In block 10, equipment, just place an “S” for standard, which means you have at least VHF com and VOR/localizer receiver capability. Skip to item 13, beginning with departure aerodrome, and put in the four-letter airport designation, starting with “K” for contiguous U.S.-lettered airports. “Time” is the four-digit departure time when you expect to take off. It will be replaced by your reported time-off when you activate the flight plan.
Item 15, starting with cruise speed, wants a leading “N” for knots (as opposed to “M” for Mach) and four numbers, like “N0090” for 90 knots. Level means altitude for us lightplane types, so we insert an “A” followed by three numbers for the hundreds of feet, such as “A055” for 5500 feet. The route block can accept a complex set of fixes, but each one must have “DCT” and a space between.
Item 16, destination information, requires the landing aerodrome identifier and your four-digit estimated time en route; not your arrival time, but the hours and minutes you expect to be airborne. Alternate airports are not required for VFR flight plans, which is not to say they shouldn’t be given consideration.

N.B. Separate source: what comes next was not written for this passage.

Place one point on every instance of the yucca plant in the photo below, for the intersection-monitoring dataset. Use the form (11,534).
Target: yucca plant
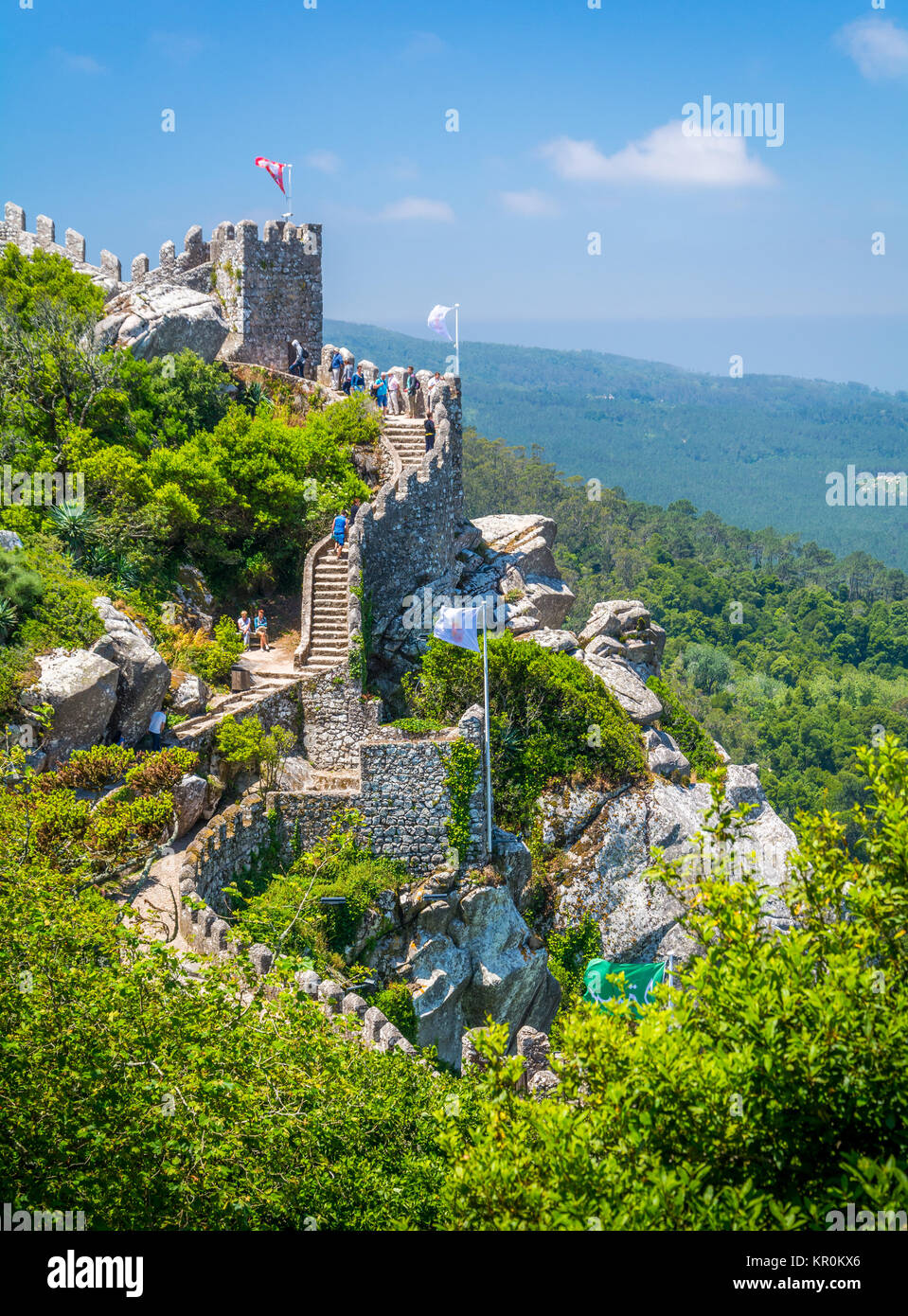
(75,524)
(9,618)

Item 19, the supplemental information, needs a four-digit hours-and-minutes of fuel endurance and the number of people on board. The blocks for emergency radios (ELT, etc.), survival equipment, life jackets and dinghies are to be crossed out if none are carried. The aircraft color is generally limited to just one dominant trim paint, and pilot’s name is entered at the end of the form, although most flight plan handlers will collect a contact phone number as well.

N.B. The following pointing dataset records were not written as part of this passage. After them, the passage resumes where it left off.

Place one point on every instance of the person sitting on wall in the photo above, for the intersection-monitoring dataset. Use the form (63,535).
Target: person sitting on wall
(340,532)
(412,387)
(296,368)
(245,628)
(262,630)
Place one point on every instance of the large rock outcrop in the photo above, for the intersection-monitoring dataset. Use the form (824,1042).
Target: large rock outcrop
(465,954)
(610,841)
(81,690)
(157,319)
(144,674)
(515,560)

Fortunately, you can expect some customization by your app or website’s filing sequence as it attempts to simplify and default your routine information. If you use Leidos Flight Service at www.1800wxbrief.com, your filing will be swift and easy. The ForeFlight and Garmin Pilot services are also handy, and you are still welcome to call Flight Service at 1-800-992-7433 to get all the live person help you need.